If atrophic gastritis or intestinal metaplasia has developed, these changes are not fully reversible, but their progression can be halted. NSAID-induced gastritis: resolves on stopping the NSAID, often within days to weeks, particularly with concurrent acid suppression.

Autoimmune gastritis: chronic and progressive, cannot be reversed, but monitoring for B12 deficiency and gastric cancer surveillance are critical. Early-stage, non-atrophic H. pylori gastritis treated promptly has an excellent prognosis.

5. Why do some people with ulcers feel no pain at all?

Silent peptic ulcers, ulcers that cause no pain, are more common than generally appreciated. They are particularly prevalent in elderly patients and in those taking NSAIDs regularly.

NSAIDs have both analgesic (pain-blocking) and gastropathic properties, so a patient taking diclofenac daily for arthritis may develop a significant gastric ulcer while experiencing no abdominal pain, only to present with the first complication: a gastrointestinal bleed manifesting as melaena or haematemesis.

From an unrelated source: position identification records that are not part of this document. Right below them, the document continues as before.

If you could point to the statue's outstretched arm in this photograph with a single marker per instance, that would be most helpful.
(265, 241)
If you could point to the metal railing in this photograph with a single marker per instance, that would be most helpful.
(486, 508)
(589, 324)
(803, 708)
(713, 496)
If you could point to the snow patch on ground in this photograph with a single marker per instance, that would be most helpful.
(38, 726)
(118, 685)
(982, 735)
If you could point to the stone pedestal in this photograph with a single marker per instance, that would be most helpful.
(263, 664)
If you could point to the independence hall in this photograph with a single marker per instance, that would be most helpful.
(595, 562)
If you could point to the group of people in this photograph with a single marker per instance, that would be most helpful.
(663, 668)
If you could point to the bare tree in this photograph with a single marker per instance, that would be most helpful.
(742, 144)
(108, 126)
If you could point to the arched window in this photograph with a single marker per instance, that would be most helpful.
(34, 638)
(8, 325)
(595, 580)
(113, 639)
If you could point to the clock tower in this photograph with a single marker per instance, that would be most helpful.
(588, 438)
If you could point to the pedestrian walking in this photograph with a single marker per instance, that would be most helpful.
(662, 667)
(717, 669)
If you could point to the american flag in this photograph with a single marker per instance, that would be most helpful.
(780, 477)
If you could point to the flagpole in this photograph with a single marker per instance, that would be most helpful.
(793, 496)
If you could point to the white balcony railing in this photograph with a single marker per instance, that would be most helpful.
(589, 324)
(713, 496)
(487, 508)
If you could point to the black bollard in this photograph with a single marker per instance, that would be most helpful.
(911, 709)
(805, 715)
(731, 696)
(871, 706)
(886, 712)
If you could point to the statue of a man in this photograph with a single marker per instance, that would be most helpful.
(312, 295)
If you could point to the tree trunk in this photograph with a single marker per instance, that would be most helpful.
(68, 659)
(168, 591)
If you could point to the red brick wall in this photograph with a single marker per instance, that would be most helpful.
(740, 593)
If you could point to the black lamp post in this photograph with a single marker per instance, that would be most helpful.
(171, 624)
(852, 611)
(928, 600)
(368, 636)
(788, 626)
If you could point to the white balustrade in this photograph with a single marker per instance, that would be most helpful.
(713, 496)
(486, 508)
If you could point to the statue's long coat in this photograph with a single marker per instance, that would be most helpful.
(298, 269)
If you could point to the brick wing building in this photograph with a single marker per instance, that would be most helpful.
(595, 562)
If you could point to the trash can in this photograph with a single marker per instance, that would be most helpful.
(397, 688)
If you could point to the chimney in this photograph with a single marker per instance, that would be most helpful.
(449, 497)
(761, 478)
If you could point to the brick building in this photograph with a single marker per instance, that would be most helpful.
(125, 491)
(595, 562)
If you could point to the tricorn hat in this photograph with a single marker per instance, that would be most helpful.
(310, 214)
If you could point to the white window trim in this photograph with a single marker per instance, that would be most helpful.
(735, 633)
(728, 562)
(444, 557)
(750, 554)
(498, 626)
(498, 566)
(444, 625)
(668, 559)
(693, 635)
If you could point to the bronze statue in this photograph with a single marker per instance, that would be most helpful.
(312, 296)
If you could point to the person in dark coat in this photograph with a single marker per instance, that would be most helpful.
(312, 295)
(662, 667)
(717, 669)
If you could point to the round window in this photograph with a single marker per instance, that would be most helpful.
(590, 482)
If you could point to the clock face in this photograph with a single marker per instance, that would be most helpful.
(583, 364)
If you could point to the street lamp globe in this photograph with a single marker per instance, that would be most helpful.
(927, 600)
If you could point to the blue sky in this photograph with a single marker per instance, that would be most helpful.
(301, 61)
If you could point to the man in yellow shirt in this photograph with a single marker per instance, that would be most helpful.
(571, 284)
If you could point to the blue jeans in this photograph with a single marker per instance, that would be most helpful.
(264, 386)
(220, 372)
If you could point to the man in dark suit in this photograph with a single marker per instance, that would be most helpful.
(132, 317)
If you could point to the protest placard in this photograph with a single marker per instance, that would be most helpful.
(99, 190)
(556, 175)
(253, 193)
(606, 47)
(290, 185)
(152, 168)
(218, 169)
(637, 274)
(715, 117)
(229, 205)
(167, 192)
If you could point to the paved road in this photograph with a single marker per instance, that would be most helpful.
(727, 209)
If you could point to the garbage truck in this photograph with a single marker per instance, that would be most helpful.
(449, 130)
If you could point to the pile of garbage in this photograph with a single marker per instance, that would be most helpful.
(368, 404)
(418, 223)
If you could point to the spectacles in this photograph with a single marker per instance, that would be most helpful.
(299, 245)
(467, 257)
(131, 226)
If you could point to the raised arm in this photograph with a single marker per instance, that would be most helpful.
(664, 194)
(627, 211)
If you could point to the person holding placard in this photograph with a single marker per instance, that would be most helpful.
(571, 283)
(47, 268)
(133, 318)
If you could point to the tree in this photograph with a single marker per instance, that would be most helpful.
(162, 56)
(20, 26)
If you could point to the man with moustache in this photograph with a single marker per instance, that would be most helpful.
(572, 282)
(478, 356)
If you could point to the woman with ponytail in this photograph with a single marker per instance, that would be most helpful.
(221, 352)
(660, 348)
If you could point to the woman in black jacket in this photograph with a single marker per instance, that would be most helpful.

This is one of the most important reasons current guidelines recommend routine PPI co-prescription for any patient taking NSAIDs long-term, particularly those over 65 or with a prior ulcer history.

References

Chey, W. D., Leontiadis, G. I., Howden, C. W., & Moss, S. F. (2017). ACG clinical guideline: Treatment of Helicobacter pylori infection. American Journal of Gastroenterology, 112(2), 212–239. https://doi.org/10.1038/ajg.2016.563
Lanas, A., & Chan, F. K. L. (2017). Peptic ulcer disease. The Lancet, 390(10094), 613–624. https://doi.org/10.1016/S0140-6736(16)32404-7
Malfertheiner, P., Megraud, F., Rokkas, T., Gisbert, J. P., Liou, J. M., Schulz, C., … & European Helicobacter and Microbiota Study Group. (2022). Management of Helicobacter pylori infection: The Maastricht VI/Florence consensus report. Gut, 71(9), 1724–1762. https://doi.org/10.1136/gutjnl-2022-327745
Malfertheiner, P., Chan, F. K. L., & McColl, K. E. L. (2009). Peptic ulcer disease. The Lancet, 374(9699), 1449–1461. https://doi.org/10.1016/S0140-6736(09)60938-7
Rugge, M., Sugano, K., Scarpignato, C., Sacchi, D., & Oblitas Lozada, W. (2020). H. pylori eradication in the era of antibiotic resistance. Therapeutic Advances in Gastroenterology, 13, 1–15. https://doi.org/10.1177/1756284820sreview
Sugano, K., Tack, J., Kuipers, E. J., Graham, D. Y., El-Omar, E. M., Miura, S., … & Malfertheiner, P. (2015). Kyoto global consensus report on Helicobacter pylori gastritis. Gut, 64(9), 1353–1367. https://doi.org/10.1136/gutjnl-2015-309252
Uedo, N., Mori, Y., & Ishihara, R. (2022). Atrophic gastritis and intestinal metaplasia as precancerous lesions of gastric cancer. Best Practice & Research Clinical Gastroenterology, 56–57, 101786. https://doi.org/10.1016/j.bpg.2022.101786

Disclaimer: This article is intended for educational purposes only and does not constitute medical advice. Always consult a qualified healthcare professional before starting, stopping, or changing any medication or treatment.